A chorus constrained
by the bare and callow noise
that permeates our bandwidth.
Concerned communities
trace this diminuendo
of diversity,
captured by
acoustic accoutrements
to forecast
future soundscapes
stripped clean
of tone
and pitch
and voice.
The impending silence
scored firmly
by our
extinction of
experience.

A Common Firecrest singing in a conifer tree in Galicia, Spain (Image Credit: Noel Feans, via Wikimedia Commons).

This poem is inspired by recent research, which has found that the sounds of spring are changing, with dawn choruses across North America and Europe becoming quieter and less varied.

The extinction of experience concerns the loss of human-nature interactions. These interactions can take a wide diversity of forms, including walking in wilderness areas, visiting urban greenspaces, listening to bird song, picking flowers, or catching insects. Sadly this extinction of experience is driving a growing human-nature disconnect, with negative impacts on physical health, cognitive ability, and wellbeing. Not only does this loss reduce the important benefits that people gain from these interactions, but it may also undermine their support for pro-biodiversity policies and management actions, and thus play an important role in shaping the future of biodiversity. As such it is extremely important to help make some of these losses more visible and accountable.

In this new study, researchers used annual bird count data for more than 200,000 sites across North America and Europe and combined these with recordings for over 1,000 species from an online database of bird calls and songs. This was then used to reconstruct historical soundscapes for these sites from 1996 to 2018, with their acoustic characteristics quantified using four indices designed to quantify the diversity and intensity of each soundscape as a whole.
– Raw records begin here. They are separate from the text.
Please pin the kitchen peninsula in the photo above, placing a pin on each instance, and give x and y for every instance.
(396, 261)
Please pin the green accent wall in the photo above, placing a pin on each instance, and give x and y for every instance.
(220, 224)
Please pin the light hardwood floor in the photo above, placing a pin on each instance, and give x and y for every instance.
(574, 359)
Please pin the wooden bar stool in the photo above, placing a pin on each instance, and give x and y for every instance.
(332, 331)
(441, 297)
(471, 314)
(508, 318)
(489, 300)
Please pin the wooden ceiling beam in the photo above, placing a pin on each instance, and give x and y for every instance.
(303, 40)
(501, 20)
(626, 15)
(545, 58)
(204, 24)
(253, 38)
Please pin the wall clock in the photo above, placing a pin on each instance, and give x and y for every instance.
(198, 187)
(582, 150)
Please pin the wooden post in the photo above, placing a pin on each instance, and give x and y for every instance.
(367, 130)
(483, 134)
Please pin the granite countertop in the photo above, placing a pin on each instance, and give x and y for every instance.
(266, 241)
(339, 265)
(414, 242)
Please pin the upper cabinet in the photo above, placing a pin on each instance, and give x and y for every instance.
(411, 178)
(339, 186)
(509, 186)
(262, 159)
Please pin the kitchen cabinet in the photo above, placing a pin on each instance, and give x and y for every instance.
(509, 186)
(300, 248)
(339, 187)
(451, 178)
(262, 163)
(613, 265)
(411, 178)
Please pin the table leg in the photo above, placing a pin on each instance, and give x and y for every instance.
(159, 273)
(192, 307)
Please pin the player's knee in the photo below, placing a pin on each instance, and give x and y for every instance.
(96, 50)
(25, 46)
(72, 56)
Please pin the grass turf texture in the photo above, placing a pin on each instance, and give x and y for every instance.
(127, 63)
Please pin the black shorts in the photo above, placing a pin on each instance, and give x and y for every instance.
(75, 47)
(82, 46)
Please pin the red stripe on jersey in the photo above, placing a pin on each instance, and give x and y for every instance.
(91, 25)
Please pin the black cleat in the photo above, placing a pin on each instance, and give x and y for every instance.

In analysing these indices, the researchers found a widespread decline in the acoustic diversity and intensity of these natural soundscapes, driven by changes in the composition of bird communities, with this decline most pronounced during spring, when birds are most vocally active. The researchers also observed that those sites that have experienced the greatest declines in bird populations also had the largest declines in acoustic diversity and intensity. This research highlights that action is now needed to ensure the protection and recovery of high-quality natural soundscapes to prevent their further deterioration, and to safeguard against the associated impacts that this loss will have on our own connection with nature, to try and halt this extinction of experience.